MEANWHILE, ACROSS THE ATLANTIC

On the morning of September 12, 2001, my husband, Jim, and I walked along the narrow brick street of a small Italian hilltown. At an outdoor newspaper stand a front-page photograph caught our attention: billows of smoke over New York. Likely an image related to a new movie. Yet we stopped. Relying on the little high school Latin we remembered, we figured something horrible had happened in New York. Terrorists. Jets. Skyscrapers. 
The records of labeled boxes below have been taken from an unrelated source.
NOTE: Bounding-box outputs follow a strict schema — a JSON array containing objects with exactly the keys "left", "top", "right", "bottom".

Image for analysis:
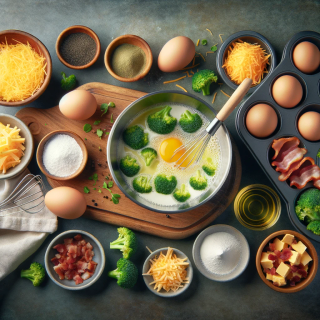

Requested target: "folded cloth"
[{"left": 0, "top": 170, "right": 58, "bottom": 280}]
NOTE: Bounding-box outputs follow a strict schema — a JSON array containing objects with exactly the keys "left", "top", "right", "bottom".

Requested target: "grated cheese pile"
[
  {"left": 143, "top": 248, "right": 189, "bottom": 292},
  {"left": 0, "top": 42, "right": 46, "bottom": 102},
  {"left": 0, "top": 122, "right": 25, "bottom": 173},
  {"left": 222, "top": 40, "right": 270, "bottom": 86}
]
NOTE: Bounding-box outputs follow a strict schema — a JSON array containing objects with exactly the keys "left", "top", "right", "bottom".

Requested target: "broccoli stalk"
[
  {"left": 192, "top": 69, "right": 218, "bottom": 96},
  {"left": 147, "top": 106, "right": 177, "bottom": 134},
  {"left": 173, "top": 184, "right": 191, "bottom": 202},
  {"left": 108, "top": 258, "right": 138, "bottom": 289},
  {"left": 110, "top": 227, "right": 137, "bottom": 259},
  {"left": 141, "top": 148, "right": 158, "bottom": 167},
  {"left": 20, "top": 262, "right": 46, "bottom": 287},
  {"left": 179, "top": 110, "right": 202, "bottom": 133}
]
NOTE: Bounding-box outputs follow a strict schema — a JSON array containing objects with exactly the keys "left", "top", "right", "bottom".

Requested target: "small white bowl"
[
  {"left": 44, "top": 230, "right": 106, "bottom": 290},
  {"left": 0, "top": 113, "right": 34, "bottom": 180},
  {"left": 142, "top": 248, "right": 193, "bottom": 298},
  {"left": 192, "top": 224, "right": 250, "bottom": 282}
]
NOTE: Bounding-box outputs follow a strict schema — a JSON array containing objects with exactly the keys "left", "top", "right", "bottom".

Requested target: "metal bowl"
[{"left": 107, "top": 91, "right": 232, "bottom": 214}]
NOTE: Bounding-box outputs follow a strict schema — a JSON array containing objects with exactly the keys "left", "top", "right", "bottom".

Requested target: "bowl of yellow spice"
[{"left": 104, "top": 34, "right": 153, "bottom": 82}]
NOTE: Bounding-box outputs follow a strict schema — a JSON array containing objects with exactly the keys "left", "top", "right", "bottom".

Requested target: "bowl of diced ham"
[
  {"left": 45, "top": 230, "right": 105, "bottom": 290},
  {"left": 256, "top": 230, "right": 318, "bottom": 293}
]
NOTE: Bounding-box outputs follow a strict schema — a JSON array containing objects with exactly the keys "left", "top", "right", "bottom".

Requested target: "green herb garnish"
[{"left": 83, "top": 123, "right": 92, "bottom": 133}]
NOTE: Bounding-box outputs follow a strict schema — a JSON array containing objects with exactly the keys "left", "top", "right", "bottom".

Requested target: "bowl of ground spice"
[
  {"left": 56, "top": 26, "right": 100, "bottom": 69},
  {"left": 104, "top": 34, "right": 153, "bottom": 82}
]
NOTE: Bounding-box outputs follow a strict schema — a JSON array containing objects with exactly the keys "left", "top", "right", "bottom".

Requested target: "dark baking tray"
[{"left": 236, "top": 31, "right": 320, "bottom": 242}]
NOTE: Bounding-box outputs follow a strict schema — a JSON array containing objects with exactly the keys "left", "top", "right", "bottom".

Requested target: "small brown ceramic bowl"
[
  {"left": 37, "top": 130, "right": 88, "bottom": 181},
  {"left": 104, "top": 34, "right": 153, "bottom": 82},
  {"left": 56, "top": 26, "right": 101, "bottom": 70},
  {"left": 256, "top": 230, "right": 318, "bottom": 293},
  {"left": 0, "top": 30, "right": 52, "bottom": 107}
]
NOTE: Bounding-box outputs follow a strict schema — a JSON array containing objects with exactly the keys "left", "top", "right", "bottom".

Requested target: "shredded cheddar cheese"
[
  {"left": 0, "top": 122, "right": 25, "bottom": 173},
  {"left": 176, "top": 84, "right": 188, "bottom": 92},
  {"left": 163, "top": 76, "right": 187, "bottom": 84},
  {"left": 143, "top": 248, "right": 189, "bottom": 292},
  {"left": 222, "top": 41, "right": 270, "bottom": 86},
  {"left": 0, "top": 41, "right": 46, "bottom": 102}
]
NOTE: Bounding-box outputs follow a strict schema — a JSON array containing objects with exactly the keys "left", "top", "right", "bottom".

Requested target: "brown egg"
[
  {"left": 158, "top": 36, "right": 196, "bottom": 72},
  {"left": 44, "top": 187, "right": 87, "bottom": 219},
  {"left": 246, "top": 103, "right": 278, "bottom": 138},
  {"left": 292, "top": 41, "right": 320, "bottom": 73},
  {"left": 59, "top": 90, "right": 97, "bottom": 120},
  {"left": 272, "top": 75, "right": 303, "bottom": 108},
  {"left": 298, "top": 111, "right": 320, "bottom": 141}
]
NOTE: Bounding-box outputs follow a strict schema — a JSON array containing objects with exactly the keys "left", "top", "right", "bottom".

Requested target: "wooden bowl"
[
  {"left": 104, "top": 34, "right": 153, "bottom": 82},
  {"left": 37, "top": 130, "right": 88, "bottom": 181},
  {"left": 0, "top": 30, "right": 52, "bottom": 107},
  {"left": 56, "top": 26, "right": 101, "bottom": 70},
  {"left": 256, "top": 230, "right": 318, "bottom": 293}
]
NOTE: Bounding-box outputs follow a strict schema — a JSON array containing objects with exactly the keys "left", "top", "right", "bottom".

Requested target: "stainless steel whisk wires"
[
  {"left": 170, "top": 78, "right": 252, "bottom": 169},
  {"left": 0, "top": 174, "right": 46, "bottom": 216}
]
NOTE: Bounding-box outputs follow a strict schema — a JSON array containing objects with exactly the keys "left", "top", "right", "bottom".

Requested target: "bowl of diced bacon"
[
  {"left": 45, "top": 230, "right": 106, "bottom": 290},
  {"left": 256, "top": 230, "right": 318, "bottom": 293}
]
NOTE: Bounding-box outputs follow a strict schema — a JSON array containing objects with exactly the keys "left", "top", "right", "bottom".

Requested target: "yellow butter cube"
[
  {"left": 273, "top": 275, "right": 287, "bottom": 287},
  {"left": 260, "top": 252, "right": 273, "bottom": 269},
  {"left": 292, "top": 241, "right": 307, "bottom": 255},
  {"left": 289, "top": 250, "right": 301, "bottom": 265},
  {"left": 281, "top": 234, "right": 294, "bottom": 245},
  {"left": 300, "top": 251, "right": 312, "bottom": 266},
  {"left": 273, "top": 238, "right": 284, "bottom": 251},
  {"left": 276, "top": 262, "right": 291, "bottom": 278}
]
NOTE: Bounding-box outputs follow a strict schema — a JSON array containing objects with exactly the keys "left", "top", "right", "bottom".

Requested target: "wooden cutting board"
[{"left": 16, "top": 82, "right": 241, "bottom": 239}]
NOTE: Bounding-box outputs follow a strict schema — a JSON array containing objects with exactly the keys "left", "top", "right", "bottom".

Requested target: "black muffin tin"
[{"left": 236, "top": 31, "right": 320, "bottom": 242}]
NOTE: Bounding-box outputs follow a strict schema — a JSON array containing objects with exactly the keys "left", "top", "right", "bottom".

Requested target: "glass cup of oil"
[{"left": 234, "top": 184, "right": 281, "bottom": 230}]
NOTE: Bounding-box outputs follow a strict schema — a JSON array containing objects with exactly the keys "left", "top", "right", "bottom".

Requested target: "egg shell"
[
  {"left": 292, "top": 41, "right": 320, "bottom": 73},
  {"left": 272, "top": 75, "right": 303, "bottom": 109},
  {"left": 298, "top": 111, "right": 320, "bottom": 141},
  {"left": 158, "top": 36, "right": 196, "bottom": 72},
  {"left": 59, "top": 90, "right": 97, "bottom": 120},
  {"left": 44, "top": 187, "right": 87, "bottom": 219},
  {"left": 246, "top": 103, "right": 278, "bottom": 138}
]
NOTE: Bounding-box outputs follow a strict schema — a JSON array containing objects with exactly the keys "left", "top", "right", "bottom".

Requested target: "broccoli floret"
[
  {"left": 179, "top": 110, "right": 202, "bottom": 133},
  {"left": 123, "top": 125, "right": 149, "bottom": 150},
  {"left": 192, "top": 69, "right": 218, "bottom": 96},
  {"left": 110, "top": 227, "right": 138, "bottom": 259},
  {"left": 108, "top": 258, "right": 138, "bottom": 289},
  {"left": 147, "top": 106, "right": 177, "bottom": 134},
  {"left": 61, "top": 72, "right": 77, "bottom": 91},
  {"left": 189, "top": 170, "right": 208, "bottom": 190},
  {"left": 132, "top": 175, "right": 152, "bottom": 193},
  {"left": 141, "top": 148, "right": 158, "bottom": 167},
  {"left": 173, "top": 184, "right": 190, "bottom": 202},
  {"left": 202, "top": 158, "right": 216, "bottom": 177},
  {"left": 295, "top": 188, "right": 320, "bottom": 223},
  {"left": 307, "top": 220, "right": 320, "bottom": 236},
  {"left": 154, "top": 174, "right": 178, "bottom": 194},
  {"left": 120, "top": 155, "right": 140, "bottom": 177},
  {"left": 21, "top": 262, "right": 46, "bottom": 287}
]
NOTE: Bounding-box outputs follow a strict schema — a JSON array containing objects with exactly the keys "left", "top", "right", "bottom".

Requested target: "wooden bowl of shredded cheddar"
[{"left": 0, "top": 30, "right": 52, "bottom": 107}]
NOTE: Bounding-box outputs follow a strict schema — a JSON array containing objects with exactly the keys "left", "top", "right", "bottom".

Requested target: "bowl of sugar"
[
  {"left": 37, "top": 130, "right": 88, "bottom": 180},
  {"left": 192, "top": 224, "right": 250, "bottom": 282}
]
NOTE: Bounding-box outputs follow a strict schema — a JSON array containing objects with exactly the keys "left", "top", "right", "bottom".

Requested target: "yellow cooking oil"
[{"left": 234, "top": 184, "right": 281, "bottom": 230}]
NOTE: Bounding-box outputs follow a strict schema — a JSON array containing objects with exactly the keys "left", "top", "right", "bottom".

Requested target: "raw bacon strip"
[
  {"left": 279, "top": 157, "right": 320, "bottom": 181},
  {"left": 290, "top": 165, "right": 320, "bottom": 189},
  {"left": 271, "top": 137, "right": 300, "bottom": 160}
]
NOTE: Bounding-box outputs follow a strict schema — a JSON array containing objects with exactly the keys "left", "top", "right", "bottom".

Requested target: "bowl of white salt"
[
  {"left": 37, "top": 130, "right": 88, "bottom": 180},
  {"left": 192, "top": 224, "right": 250, "bottom": 282}
]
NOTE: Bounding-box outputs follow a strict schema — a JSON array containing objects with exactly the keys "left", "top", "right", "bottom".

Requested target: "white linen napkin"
[{"left": 0, "top": 170, "right": 58, "bottom": 281}]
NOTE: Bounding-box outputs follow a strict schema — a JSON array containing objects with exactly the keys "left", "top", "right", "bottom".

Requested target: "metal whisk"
[
  {"left": 0, "top": 174, "right": 46, "bottom": 216},
  {"left": 171, "top": 78, "right": 252, "bottom": 169}
]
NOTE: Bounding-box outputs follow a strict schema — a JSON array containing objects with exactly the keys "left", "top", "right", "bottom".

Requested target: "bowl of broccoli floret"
[{"left": 107, "top": 90, "right": 232, "bottom": 214}]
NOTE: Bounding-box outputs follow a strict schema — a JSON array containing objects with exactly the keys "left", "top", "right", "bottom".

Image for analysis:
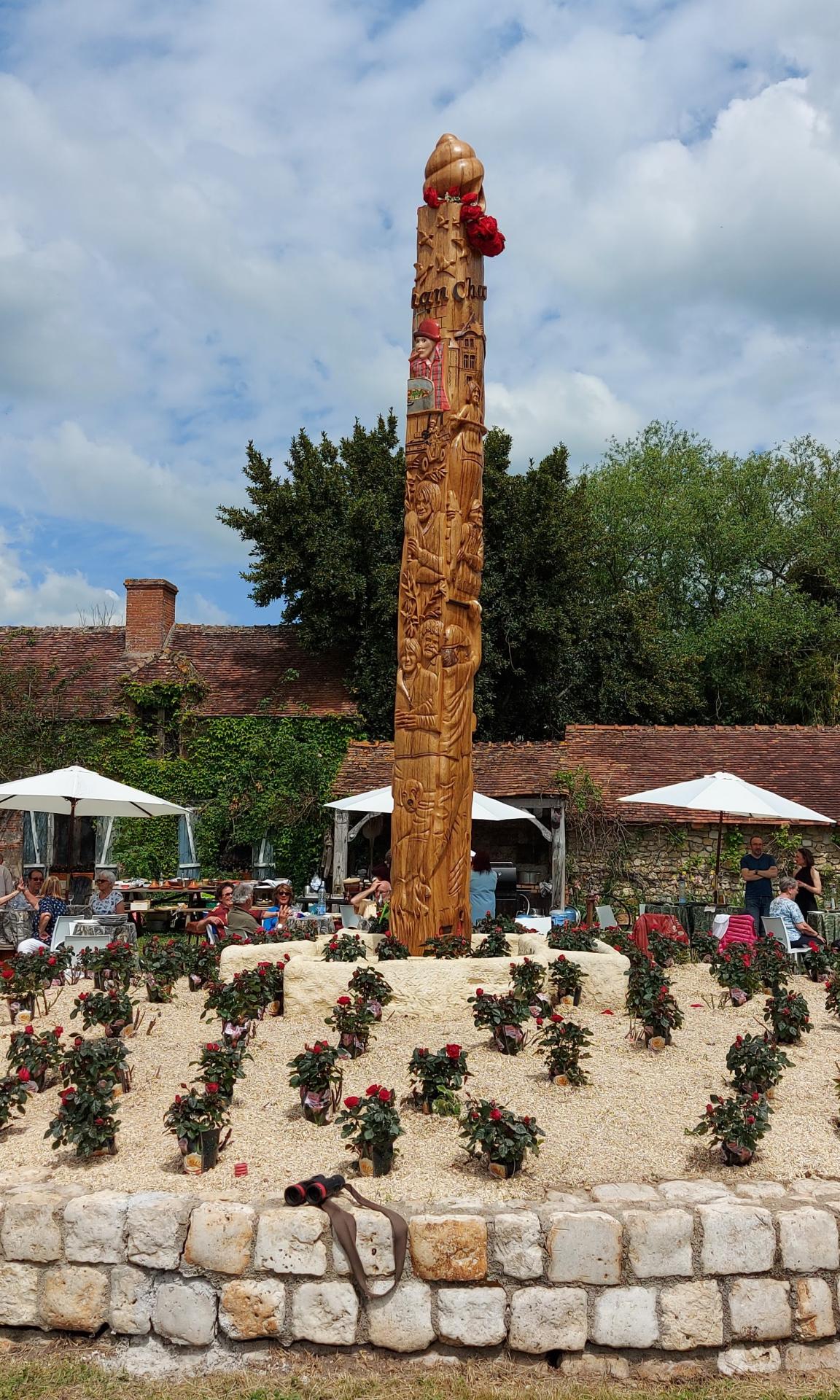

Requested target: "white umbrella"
[
  {"left": 619, "top": 773, "right": 834, "bottom": 904},
  {"left": 324, "top": 787, "right": 539, "bottom": 826}
]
When we stopped for lunch at a café-tavern, a few men were watching a sports event on TV. For our benefit the proprietor changed the channel to CNN. In halting English patrons expressed concern for our country. A waiter took us to his apartment so we could use his computer to email our family. Over the next few days we had little choice but to continue our itinerary, driving from one hilltown to another. Everywhere local people had created memorials, bouquet piled on bouquet, placards expressing prayers for America. 

Back in Rome those of us whose flights home had been cancelled waited. Jim and I travel cheap and our little hotel had no TV, so we watched CNN in lobbies of expensive hotels where Americans tend to stay. No one chased us away.

During those days of waiting we had many opportunities to engage in conversation. At the Forum a Japanese journalist who had spent much of his career in the Middle East warned that a military response by the U.S would be a big mistake. At a restaurant recommended by travel guru Rick Steves, American tourists, who tend to eat dinner earlier than Italians do, sat at adjoining tables and shared worries about our families back home.

Jim and I returned to the U.S. feeling as if we’d slept through an earthquake, waking to discover that life here had changed drastically. In a way I regret being absent during a defining moment in our country’s history. Yet I was blessed to experience how the world stood with us.